At my last teaching position, we required students to find a proctor to oversee their online exams. The proctor had to be a professional (say, a librarian or a teacher at an accredited school), and the student needed to submit their proctors' information to us in advance of the exam so that we had time to verify their proctors' identities--there were the occasional sketchy proctor situations before we tightened the proctor regulations). The students had no access to their exams unless we HAD confirmed proctor information, so compliance was pretty good. It cut down on our worries about cheating, and if there were truly technical difficulties during an exam, the proctor was on hand as a witness. University/college testing centres had the best proctors, as they were often familiar with online exams. High schools and public libraries sometimes had trouble, because their firewalls seemed to interfere with our online security measures.

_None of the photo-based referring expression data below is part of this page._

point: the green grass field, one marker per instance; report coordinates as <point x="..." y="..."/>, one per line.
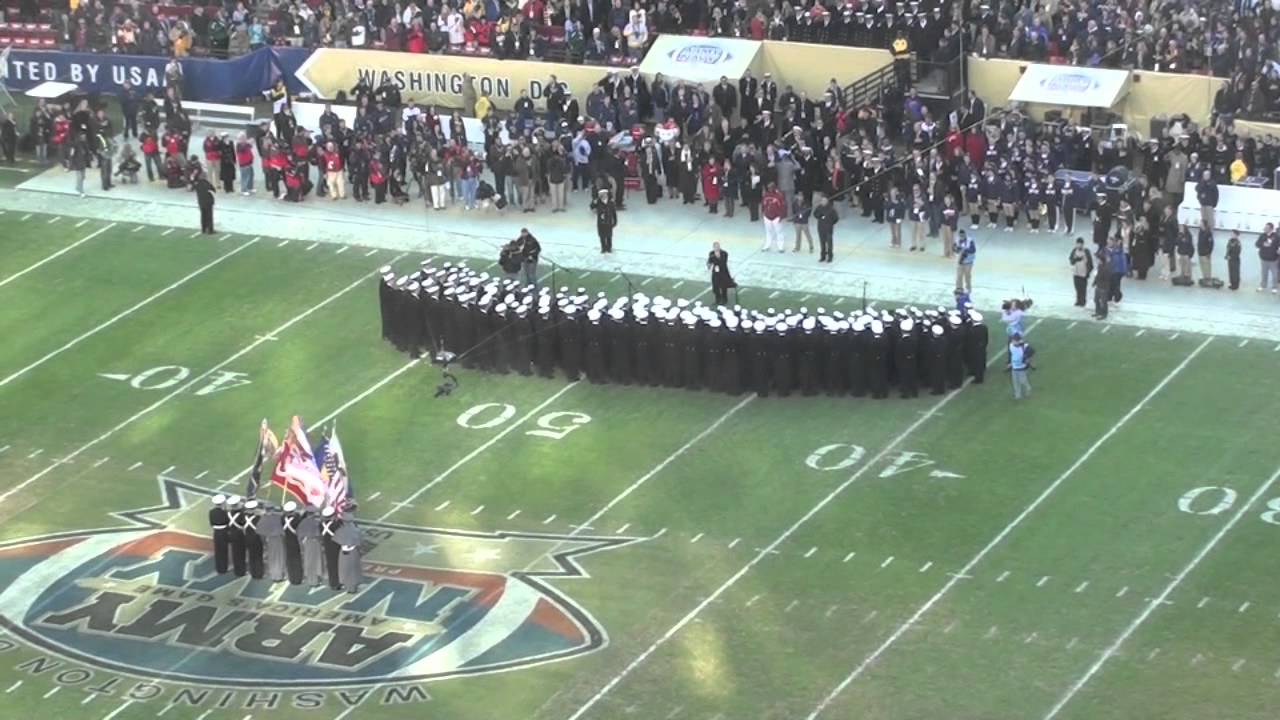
<point x="1101" y="551"/>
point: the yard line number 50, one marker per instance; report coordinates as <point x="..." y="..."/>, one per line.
<point x="1214" y="500"/>
<point x="554" y="425"/>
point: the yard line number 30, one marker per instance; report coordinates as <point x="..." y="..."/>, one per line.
<point x="1215" y="500"/>
<point x="554" y="425"/>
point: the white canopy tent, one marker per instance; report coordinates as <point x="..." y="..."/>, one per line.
<point x="1073" y="86"/>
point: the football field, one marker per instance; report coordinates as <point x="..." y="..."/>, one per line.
<point x="563" y="551"/>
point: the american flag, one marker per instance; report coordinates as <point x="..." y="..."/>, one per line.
<point x="338" y="491"/>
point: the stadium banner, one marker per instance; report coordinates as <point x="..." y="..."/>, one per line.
<point x="1070" y="85"/>
<point x="808" y="68"/>
<point x="202" y="78"/>
<point x="437" y="80"/>
<point x="700" y="59"/>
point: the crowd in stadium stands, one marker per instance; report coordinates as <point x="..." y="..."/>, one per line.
<point x="1193" y="36"/>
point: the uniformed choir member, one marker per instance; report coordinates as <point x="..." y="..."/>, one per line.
<point x="502" y="326"/>
<point x="270" y="527"/>
<point x="311" y="548"/>
<point x="236" y="533"/>
<point x="219" y="524"/>
<point x="348" y="537"/>
<point x="254" y="548"/>
<point x="292" y="546"/>
<point x="329" y="527"/>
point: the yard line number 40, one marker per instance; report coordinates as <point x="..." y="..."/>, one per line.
<point x="554" y="424"/>
<point x="1214" y="500"/>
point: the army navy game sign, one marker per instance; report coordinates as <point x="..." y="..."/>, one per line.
<point x="138" y="613"/>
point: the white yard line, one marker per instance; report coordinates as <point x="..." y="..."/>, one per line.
<point x="120" y="315"/>
<point x="1000" y="537"/>
<point x="188" y="384"/>
<point x="55" y="255"/>
<point x="772" y="547"/>
<point x="483" y="447"/>
<point x="1151" y="606"/>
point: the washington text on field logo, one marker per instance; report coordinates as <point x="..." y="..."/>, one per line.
<point x="144" y="598"/>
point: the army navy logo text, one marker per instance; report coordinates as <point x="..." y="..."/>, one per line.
<point x="145" y="600"/>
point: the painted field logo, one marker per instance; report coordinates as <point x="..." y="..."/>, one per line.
<point x="700" y="55"/>
<point x="1069" y="82"/>
<point x="145" y="600"/>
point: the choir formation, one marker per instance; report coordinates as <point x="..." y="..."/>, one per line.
<point x="456" y="314"/>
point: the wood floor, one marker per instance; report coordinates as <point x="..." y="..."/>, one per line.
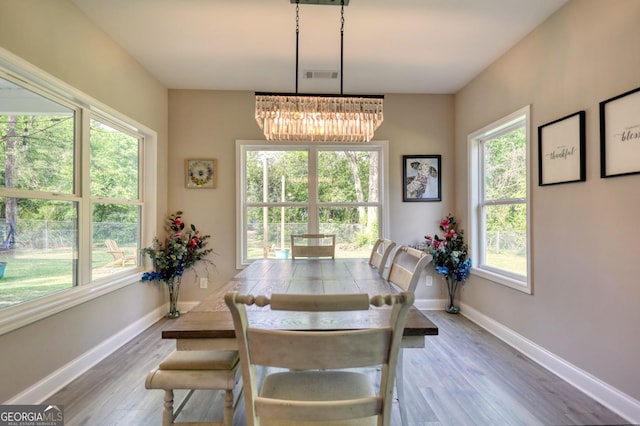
<point x="464" y="376"/>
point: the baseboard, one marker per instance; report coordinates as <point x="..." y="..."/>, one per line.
<point x="40" y="391"/>
<point x="430" y="304"/>
<point x="617" y="401"/>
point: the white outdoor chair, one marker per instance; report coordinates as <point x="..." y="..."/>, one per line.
<point x="317" y="245"/>
<point x="319" y="385"/>
<point x="380" y="254"/>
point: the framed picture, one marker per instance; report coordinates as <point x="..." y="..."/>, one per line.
<point x="561" y="150"/>
<point x="620" y="135"/>
<point x="201" y="173"/>
<point x="421" y="178"/>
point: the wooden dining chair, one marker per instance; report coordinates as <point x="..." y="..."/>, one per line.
<point x="318" y="385"/>
<point x="315" y="245"/>
<point x="405" y="271"/>
<point x="196" y="370"/>
<point x="380" y="254"/>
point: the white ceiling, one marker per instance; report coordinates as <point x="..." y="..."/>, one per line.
<point x="390" y="46"/>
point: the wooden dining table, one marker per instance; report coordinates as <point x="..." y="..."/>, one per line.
<point x="209" y="325"/>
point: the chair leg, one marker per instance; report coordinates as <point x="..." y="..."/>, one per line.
<point x="228" y="408"/>
<point x="402" y="403"/>
<point x="167" y="412"/>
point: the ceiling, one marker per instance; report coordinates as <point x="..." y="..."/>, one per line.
<point x="399" y="46"/>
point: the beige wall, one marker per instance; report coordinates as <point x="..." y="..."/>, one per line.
<point x="584" y="306"/>
<point x="206" y="124"/>
<point x="55" y="37"/>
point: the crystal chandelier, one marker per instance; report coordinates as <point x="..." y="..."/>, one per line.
<point x="319" y="118"/>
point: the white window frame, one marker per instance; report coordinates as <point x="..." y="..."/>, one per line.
<point x="26" y="75"/>
<point x="243" y="145"/>
<point x="476" y="234"/>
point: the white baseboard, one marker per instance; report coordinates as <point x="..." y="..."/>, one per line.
<point x="41" y="390"/>
<point x="617" y="401"/>
<point x="430" y="304"/>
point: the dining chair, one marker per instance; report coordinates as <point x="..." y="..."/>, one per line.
<point x="405" y="271"/>
<point x="317" y="380"/>
<point x="317" y="245"/>
<point x="380" y="254"/>
<point x="194" y="370"/>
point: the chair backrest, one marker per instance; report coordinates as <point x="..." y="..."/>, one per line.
<point x="406" y="267"/>
<point x="380" y="253"/>
<point x="319" y="351"/>
<point x="316" y="245"/>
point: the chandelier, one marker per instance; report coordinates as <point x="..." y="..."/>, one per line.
<point x="315" y="117"/>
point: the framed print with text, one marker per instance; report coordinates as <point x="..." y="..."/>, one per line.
<point x="421" y="178"/>
<point x="620" y="135"/>
<point x="561" y="150"/>
<point x="201" y="173"/>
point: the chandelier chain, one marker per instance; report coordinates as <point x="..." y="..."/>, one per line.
<point x="319" y="118"/>
<point x="341" y="46"/>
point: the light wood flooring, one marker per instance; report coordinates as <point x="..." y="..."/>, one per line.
<point x="464" y="376"/>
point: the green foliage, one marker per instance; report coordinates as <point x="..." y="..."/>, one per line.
<point x="179" y="251"/>
<point x="505" y="178"/>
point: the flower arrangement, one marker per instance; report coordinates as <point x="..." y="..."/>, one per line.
<point x="450" y="256"/>
<point x="179" y="251"/>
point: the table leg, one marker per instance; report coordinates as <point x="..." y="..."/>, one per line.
<point x="402" y="403"/>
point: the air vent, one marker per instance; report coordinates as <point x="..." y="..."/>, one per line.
<point x="327" y="2"/>
<point x="331" y="75"/>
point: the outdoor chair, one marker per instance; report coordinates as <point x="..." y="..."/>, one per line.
<point x="380" y="254"/>
<point x="119" y="257"/>
<point x="317" y="245"/>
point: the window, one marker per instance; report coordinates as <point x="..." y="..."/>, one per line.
<point x="70" y="179"/>
<point x="294" y="188"/>
<point x="499" y="218"/>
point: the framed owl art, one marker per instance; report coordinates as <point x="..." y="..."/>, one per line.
<point x="201" y="173"/>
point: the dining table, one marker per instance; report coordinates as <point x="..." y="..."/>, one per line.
<point x="209" y="325"/>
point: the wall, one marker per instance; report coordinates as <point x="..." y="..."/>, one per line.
<point x="206" y="124"/>
<point x="56" y="37"/>
<point x="585" y="268"/>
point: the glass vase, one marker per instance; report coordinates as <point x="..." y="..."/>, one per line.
<point x="452" y="287"/>
<point x="174" y="290"/>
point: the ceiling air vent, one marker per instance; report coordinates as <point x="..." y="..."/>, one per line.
<point x="332" y="75"/>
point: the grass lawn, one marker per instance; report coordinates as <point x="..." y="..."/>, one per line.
<point x="32" y="274"/>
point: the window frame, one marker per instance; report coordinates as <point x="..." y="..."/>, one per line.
<point x="517" y="119"/>
<point x="314" y="204"/>
<point x="32" y="78"/>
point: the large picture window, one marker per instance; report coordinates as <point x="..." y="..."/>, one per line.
<point x="70" y="191"/>
<point x="293" y="189"/>
<point x="499" y="216"/>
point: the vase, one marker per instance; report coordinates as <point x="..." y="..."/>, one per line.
<point x="174" y="290"/>
<point x="452" y="287"/>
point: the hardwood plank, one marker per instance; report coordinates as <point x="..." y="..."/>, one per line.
<point x="464" y="376"/>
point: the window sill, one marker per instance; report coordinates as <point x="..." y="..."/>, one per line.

We had a full-length trial exam for students and proctors to use in order to test their system requirements, and *begged begged begged* them to test their systems well in advance! If the real exam froze anyways and wouldn't submit, we would have the students write down answers onto paper, so that the proctor could fax them over. That might help for some glitches.
We also gave a bit more time for the online exam than the paper version, in order to allow for the oddity of scrolling through exam questions instead of flipping back and forth through pages, to allow for 2-finger typing on essay questions, and because students actually have to save and submit before the clock runs out. We didn't advertise this difference in time, but we explained it if students writing paper exams asked about it. Nobody complained about the extra time.
Our averages between paper versions and online versions were pretty similar.
Anyways.... a few things that have worked for us!
Thank you. This makes a lot of sense!